NBC has made all 13 episodes of Aquarius available online after the May 28 premiere, because everything is helter skelter and we have to live for the now. The show will still be airing Thursday nights at 9 p.m. ET; if you’re watching live each week, come back here after “A Change Is Gonna Come” airs on June 18. If you’re watching online, read on—or view the entire episode here in all its glory.
When things fall apart on Aquarius, they really fall apart, don’t they? Just about everything that the last episode set right—Sam and Grace’s relationship, Sam and Shafe’s partnership, Emma—hit a roadblock here. And as things break down for our characters, the city and country spiral with them.

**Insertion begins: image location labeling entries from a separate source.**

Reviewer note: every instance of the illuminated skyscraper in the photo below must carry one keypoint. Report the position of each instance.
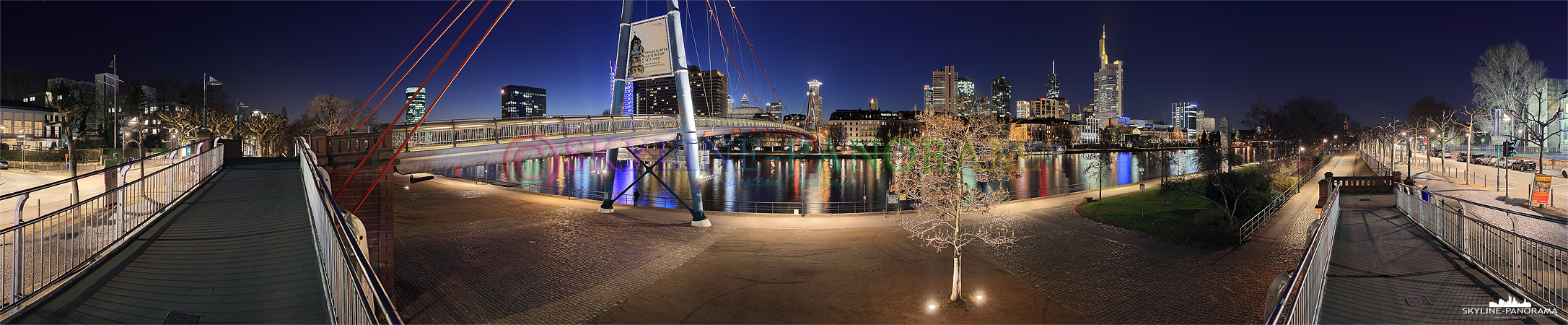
(813, 104)
(943, 96)
(1002, 96)
(416, 104)
(1054, 87)
(521, 101)
(963, 95)
(1108, 84)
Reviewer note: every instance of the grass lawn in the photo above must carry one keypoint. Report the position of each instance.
(1145, 211)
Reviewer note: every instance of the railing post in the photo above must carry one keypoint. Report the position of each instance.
(16, 254)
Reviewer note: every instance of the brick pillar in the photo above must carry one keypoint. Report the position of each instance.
(339, 155)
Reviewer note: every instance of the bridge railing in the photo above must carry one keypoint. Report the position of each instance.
(354, 294)
(1533, 264)
(56, 246)
(1377, 167)
(460, 132)
(1303, 295)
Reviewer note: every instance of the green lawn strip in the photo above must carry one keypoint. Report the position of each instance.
(1147, 211)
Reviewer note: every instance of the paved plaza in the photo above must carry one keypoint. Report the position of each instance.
(490, 255)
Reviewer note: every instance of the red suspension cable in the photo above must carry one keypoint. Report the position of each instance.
(405, 105)
(399, 68)
(433, 103)
(411, 66)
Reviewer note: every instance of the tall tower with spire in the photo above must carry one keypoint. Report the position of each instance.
(1108, 84)
(813, 104)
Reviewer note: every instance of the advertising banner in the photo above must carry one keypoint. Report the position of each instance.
(649, 56)
(1540, 191)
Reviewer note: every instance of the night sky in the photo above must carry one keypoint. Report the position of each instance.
(1371, 58)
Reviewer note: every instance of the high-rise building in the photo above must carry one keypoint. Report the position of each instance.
(521, 101)
(1049, 109)
(927, 100)
(709, 90)
(1108, 84)
(965, 95)
(943, 96)
(1054, 85)
(1002, 96)
(776, 110)
(1184, 115)
(416, 104)
(813, 104)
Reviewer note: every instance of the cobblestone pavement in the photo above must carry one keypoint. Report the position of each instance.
(1385, 271)
(513, 263)
(1542, 230)
(1116, 283)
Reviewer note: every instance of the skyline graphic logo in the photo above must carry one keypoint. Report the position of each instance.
(1512, 302)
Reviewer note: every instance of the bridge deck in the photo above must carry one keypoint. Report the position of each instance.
(239, 250)
(1387, 271)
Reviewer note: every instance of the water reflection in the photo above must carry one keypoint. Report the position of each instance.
(810, 184)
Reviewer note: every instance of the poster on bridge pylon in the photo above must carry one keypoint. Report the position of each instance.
(649, 51)
(1540, 191)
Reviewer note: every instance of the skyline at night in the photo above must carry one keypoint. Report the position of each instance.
(1371, 58)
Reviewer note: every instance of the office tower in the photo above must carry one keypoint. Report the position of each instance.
(709, 90)
(943, 98)
(1002, 96)
(416, 104)
(813, 104)
(521, 101)
(1108, 84)
(963, 96)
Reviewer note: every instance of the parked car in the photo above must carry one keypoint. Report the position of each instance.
(1521, 165)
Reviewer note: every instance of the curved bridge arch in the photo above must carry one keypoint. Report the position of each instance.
(460, 143)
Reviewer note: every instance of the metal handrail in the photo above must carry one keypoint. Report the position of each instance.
(1311, 272)
(65, 242)
(354, 292)
(1528, 266)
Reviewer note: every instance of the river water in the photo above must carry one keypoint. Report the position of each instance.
(805, 184)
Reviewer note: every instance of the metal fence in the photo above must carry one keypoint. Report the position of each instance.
(1529, 264)
(1377, 167)
(354, 294)
(460, 132)
(1303, 294)
(61, 242)
(1279, 202)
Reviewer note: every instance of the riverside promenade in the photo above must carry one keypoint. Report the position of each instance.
(488, 255)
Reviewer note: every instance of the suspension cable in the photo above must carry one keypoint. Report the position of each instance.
(405, 105)
(411, 68)
(400, 66)
(433, 103)
(755, 54)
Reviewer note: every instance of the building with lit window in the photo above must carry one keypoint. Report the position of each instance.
(521, 103)
(1108, 84)
(709, 93)
(416, 104)
(22, 123)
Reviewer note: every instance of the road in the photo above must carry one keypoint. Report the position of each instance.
(52, 199)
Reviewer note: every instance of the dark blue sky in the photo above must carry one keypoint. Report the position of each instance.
(1370, 57)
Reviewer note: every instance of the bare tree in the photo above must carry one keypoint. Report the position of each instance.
(330, 113)
(935, 170)
(1507, 79)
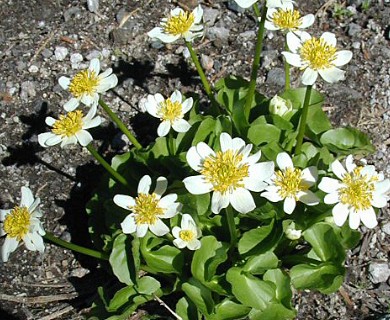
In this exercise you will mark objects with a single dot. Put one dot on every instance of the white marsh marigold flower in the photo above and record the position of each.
(355, 192)
(70, 128)
(147, 209)
(179, 24)
(170, 111)
(291, 184)
(187, 235)
(86, 85)
(22, 224)
(230, 173)
(287, 19)
(316, 56)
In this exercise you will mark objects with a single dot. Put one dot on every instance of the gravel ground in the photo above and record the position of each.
(40, 40)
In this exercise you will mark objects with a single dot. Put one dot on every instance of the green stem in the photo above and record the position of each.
(231, 225)
(303, 120)
(120, 124)
(286, 71)
(74, 247)
(256, 60)
(201, 73)
(116, 176)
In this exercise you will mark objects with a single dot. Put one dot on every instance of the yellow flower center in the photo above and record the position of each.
(17, 223)
(290, 182)
(358, 189)
(85, 82)
(170, 110)
(68, 125)
(186, 235)
(177, 25)
(225, 171)
(318, 54)
(146, 209)
(287, 19)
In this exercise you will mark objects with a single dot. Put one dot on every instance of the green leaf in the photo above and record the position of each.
(325, 243)
(325, 277)
(263, 133)
(229, 310)
(250, 290)
(208, 257)
(259, 264)
(121, 260)
(200, 295)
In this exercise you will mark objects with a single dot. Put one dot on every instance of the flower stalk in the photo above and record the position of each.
(115, 175)
(302, 122)
(74, 247)
(256, 59)
(120, 124)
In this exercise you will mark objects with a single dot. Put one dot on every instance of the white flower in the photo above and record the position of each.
(147, 210)
(270, 3)
(229, 173)
(170, 111)
(22, 223)
(291, 184)
(86, 85)
(179, 24)
(70, 128)
(187, 235)
(280, 106)
(287, 19)
(316, 56)
(356, 191)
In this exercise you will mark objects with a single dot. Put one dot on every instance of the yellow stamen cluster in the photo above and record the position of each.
(180, 24)
(170, 110)
(17, 223)
(358, 190)
(146, 209)
(186, 235)
(225, 171)
(67, 125)
(287, 19)
(85, 82)
(290, 182)
(318, 54)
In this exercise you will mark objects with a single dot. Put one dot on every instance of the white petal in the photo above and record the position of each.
(309, 76)
(338, 169)
(27, 198)
(219, 201)
(84, 137)
(163, 128)
(329, 185)
(64, 82)
(124, 201)
(332, 75)
(340, 214)
(284, 161)
(368, 218)
(181, 125)
(242, 200)
(159, 228)
(342, 57)
(197, 185)
(72, 104)
(144, 184)
(289, 205)
(161, 186)
(128, 225)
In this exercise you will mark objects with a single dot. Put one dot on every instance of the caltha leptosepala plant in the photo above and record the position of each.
(232, 208)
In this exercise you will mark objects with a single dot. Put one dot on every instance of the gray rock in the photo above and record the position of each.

Sam is called out to South Central after firefighters find Cassius Thomas dead inside his burned store—but it wasn’t the fire that killed him. Cass was shot. When Sam worked this beat as a rookie, he and Cass were friends, and he’d like to get justice. But tension between the police and the local community is escalating in the wake of a young black boy’s murder. (1967 or 2015? You decide.) The Black Panthers believe that a cop was responsible for the death of 15-year-old Michael Younger, and they won’t help find Cass’ killer while Michael’s killer walks free.
The Panthers believe that the culprit is Officer Tolson, an obvious racist who says Michael used to run errands for him. Tolson claims to suspect Bunchy Carter, who joined the Panthers after renouncing the Nation of Islam, but he doesn’t seem particularly worried about finding who killed his “buddy on the beat.” He doesn’t even know who’s on the case. For Cass’ sake—and because he can tell that something is off—Sam looks into it. Shafe checks out the boy’s body, which shows signs of a chokehold—better known in South Central as a “cop hold.” Sam knows Tolson did it.

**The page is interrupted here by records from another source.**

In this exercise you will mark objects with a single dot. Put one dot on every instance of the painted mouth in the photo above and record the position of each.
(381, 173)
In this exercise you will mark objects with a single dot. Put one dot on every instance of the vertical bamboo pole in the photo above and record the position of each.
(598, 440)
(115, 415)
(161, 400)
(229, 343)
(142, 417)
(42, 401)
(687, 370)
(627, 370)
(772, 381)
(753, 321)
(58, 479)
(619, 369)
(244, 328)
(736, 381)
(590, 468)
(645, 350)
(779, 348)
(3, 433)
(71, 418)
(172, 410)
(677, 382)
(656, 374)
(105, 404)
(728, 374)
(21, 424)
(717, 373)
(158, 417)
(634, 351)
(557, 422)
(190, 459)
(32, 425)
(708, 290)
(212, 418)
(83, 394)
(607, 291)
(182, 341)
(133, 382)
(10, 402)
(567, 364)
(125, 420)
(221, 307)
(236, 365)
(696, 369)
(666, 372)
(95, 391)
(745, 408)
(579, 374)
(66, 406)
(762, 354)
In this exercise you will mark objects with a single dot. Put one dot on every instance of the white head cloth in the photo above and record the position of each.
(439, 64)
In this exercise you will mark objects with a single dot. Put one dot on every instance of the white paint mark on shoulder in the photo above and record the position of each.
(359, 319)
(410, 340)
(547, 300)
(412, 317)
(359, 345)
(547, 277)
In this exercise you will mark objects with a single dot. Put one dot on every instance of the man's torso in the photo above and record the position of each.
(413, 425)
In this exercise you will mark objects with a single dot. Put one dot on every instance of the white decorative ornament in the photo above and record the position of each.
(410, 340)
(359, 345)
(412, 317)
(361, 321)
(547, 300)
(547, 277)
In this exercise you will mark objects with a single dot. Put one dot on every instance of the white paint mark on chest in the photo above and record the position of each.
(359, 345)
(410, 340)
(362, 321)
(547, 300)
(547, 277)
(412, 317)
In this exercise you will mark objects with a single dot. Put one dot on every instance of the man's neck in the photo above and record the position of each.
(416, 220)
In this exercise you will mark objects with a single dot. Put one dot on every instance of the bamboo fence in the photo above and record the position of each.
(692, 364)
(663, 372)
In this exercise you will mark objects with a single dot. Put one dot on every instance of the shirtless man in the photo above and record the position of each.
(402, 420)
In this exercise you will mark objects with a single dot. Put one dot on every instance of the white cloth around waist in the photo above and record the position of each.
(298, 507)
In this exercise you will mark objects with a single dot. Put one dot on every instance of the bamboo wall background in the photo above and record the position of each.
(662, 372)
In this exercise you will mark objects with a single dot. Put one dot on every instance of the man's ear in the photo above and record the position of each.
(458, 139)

But the case was assigned to the legendarily incompetent Len Burns, who doesn’t seem inclined to investigate. Shafe threatens to go to Internal Affairs if Burns doesn’t step up. Sam makes the same threat to Cutler, who doesn’t want to let him interrogate Tolson, but Cutler points out that he’d only be burning himself. Someone high up is protecting Tolson; why else would Burns have been assigned the case? The department is never going to admit that a white cop killed a black kid.

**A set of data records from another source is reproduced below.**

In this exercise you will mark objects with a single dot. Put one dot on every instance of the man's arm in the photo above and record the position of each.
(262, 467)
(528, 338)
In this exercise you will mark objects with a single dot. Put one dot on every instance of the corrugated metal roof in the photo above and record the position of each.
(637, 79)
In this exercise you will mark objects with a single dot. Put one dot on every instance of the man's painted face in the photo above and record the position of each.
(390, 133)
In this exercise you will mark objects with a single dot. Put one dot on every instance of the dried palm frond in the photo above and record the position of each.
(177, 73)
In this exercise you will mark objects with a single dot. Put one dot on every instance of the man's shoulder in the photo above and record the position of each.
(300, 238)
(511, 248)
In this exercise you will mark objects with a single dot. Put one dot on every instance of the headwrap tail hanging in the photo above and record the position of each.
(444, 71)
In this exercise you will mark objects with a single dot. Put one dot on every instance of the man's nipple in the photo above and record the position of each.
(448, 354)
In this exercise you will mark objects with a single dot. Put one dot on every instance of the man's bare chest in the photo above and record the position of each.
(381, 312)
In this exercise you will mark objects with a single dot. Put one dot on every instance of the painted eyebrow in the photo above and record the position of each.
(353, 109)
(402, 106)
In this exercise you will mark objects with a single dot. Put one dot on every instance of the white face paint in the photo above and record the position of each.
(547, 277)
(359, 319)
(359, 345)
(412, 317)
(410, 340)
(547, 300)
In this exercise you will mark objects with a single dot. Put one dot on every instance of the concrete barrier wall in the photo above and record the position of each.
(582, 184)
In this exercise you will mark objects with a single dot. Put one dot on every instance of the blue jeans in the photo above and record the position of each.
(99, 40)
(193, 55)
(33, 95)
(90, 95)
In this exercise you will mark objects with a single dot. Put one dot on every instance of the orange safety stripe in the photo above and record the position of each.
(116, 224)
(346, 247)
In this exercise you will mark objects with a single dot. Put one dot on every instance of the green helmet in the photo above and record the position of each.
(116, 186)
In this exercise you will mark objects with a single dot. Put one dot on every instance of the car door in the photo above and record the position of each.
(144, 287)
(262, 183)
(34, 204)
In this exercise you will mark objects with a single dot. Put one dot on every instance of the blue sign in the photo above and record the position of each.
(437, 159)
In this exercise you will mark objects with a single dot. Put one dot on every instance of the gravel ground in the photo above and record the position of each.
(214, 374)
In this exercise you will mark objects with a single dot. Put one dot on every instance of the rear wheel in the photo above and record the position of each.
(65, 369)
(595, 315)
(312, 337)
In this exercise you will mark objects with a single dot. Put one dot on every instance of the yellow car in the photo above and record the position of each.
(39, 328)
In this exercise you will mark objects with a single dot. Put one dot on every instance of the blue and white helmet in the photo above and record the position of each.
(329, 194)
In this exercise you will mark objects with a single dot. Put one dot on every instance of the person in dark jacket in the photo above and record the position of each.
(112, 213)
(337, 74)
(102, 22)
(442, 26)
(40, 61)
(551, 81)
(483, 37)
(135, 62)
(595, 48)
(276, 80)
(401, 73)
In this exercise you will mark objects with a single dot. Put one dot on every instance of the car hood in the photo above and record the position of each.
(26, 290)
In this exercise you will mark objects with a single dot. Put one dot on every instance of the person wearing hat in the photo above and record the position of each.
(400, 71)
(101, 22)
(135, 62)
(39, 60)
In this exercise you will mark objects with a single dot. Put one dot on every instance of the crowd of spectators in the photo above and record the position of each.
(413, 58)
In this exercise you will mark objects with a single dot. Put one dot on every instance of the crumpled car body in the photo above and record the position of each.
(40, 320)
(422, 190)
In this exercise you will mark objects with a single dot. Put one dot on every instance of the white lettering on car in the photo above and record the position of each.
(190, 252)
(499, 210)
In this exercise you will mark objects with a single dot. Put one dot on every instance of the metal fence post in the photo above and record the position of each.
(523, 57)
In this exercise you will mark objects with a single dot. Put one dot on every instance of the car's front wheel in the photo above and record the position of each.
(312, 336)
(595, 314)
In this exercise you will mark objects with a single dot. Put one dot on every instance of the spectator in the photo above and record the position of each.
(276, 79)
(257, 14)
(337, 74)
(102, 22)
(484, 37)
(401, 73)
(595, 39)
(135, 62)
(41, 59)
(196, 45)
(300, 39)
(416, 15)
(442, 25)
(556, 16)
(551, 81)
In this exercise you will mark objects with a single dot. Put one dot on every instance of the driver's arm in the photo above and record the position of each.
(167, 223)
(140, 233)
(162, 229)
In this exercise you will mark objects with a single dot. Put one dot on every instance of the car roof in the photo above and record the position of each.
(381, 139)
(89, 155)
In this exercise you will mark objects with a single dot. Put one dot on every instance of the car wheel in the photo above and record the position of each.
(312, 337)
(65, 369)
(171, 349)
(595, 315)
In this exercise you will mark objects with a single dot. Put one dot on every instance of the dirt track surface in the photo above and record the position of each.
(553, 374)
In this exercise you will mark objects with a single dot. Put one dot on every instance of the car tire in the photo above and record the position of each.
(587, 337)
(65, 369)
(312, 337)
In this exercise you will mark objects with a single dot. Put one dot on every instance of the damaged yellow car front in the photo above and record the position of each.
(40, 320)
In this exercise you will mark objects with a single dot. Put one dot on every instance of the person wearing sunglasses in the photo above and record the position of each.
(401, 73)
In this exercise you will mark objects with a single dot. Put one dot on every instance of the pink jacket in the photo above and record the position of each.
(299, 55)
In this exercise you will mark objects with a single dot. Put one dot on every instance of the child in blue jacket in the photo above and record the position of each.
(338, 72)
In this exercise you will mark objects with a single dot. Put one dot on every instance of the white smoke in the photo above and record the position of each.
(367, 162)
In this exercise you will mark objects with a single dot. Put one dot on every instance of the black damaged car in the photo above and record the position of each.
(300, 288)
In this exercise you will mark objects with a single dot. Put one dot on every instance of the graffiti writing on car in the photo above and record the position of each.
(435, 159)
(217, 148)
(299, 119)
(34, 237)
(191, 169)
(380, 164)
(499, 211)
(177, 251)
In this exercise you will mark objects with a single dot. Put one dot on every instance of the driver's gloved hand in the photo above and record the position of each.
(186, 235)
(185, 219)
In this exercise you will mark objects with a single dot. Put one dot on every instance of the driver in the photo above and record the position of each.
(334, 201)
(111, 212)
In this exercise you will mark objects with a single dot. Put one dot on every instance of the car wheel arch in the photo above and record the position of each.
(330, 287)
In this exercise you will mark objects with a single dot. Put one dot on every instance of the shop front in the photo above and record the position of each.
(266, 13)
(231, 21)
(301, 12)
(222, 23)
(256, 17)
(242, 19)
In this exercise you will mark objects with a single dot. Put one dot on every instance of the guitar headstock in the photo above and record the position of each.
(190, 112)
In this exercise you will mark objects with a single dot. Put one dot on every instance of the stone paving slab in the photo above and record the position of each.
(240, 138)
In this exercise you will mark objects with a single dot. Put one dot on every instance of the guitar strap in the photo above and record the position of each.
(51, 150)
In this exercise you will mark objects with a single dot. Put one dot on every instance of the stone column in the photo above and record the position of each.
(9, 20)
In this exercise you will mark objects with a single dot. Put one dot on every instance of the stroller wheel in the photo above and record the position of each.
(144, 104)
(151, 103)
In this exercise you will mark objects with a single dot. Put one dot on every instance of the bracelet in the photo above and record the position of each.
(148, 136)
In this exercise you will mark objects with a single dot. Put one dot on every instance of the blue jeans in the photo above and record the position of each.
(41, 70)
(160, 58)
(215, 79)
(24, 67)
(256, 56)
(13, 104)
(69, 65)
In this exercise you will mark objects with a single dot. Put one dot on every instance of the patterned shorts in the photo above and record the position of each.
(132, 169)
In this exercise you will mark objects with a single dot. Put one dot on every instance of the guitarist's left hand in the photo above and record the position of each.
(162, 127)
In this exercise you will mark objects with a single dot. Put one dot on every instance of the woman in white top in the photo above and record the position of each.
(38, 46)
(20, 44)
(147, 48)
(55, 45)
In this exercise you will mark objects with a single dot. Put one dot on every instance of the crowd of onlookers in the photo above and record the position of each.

Sam’s investigation into Cass’ murder hits a similar dead end. When Bunchy tells him that he won’t be getting any help from the black community, Sam appeals to his friend Nate, the diner owner with the important milkshakes. Nate reminds him that they’re not really friends. But he does point Sam in the direction of the elderly Hannah, who eventually remembers seeing Cass’ junkie nephew Jefferson leaving the store before the blaze. Jefferson killed his uncle for a fix.
Sam asks Cutler if he can at least have protection to retrieve Jefferson from the Panthers’ headquarters, but Cutler shoots that down. If he wouldn’t start race riots over Michael Younger’s case, he won’t be starting them now. Sam accepts defeat. He tells a fired-up Shafe that cases don’t all close the way you want them to, which doesn’t exactly do wonders for their partnership. And just as they were starting to hit it off, too.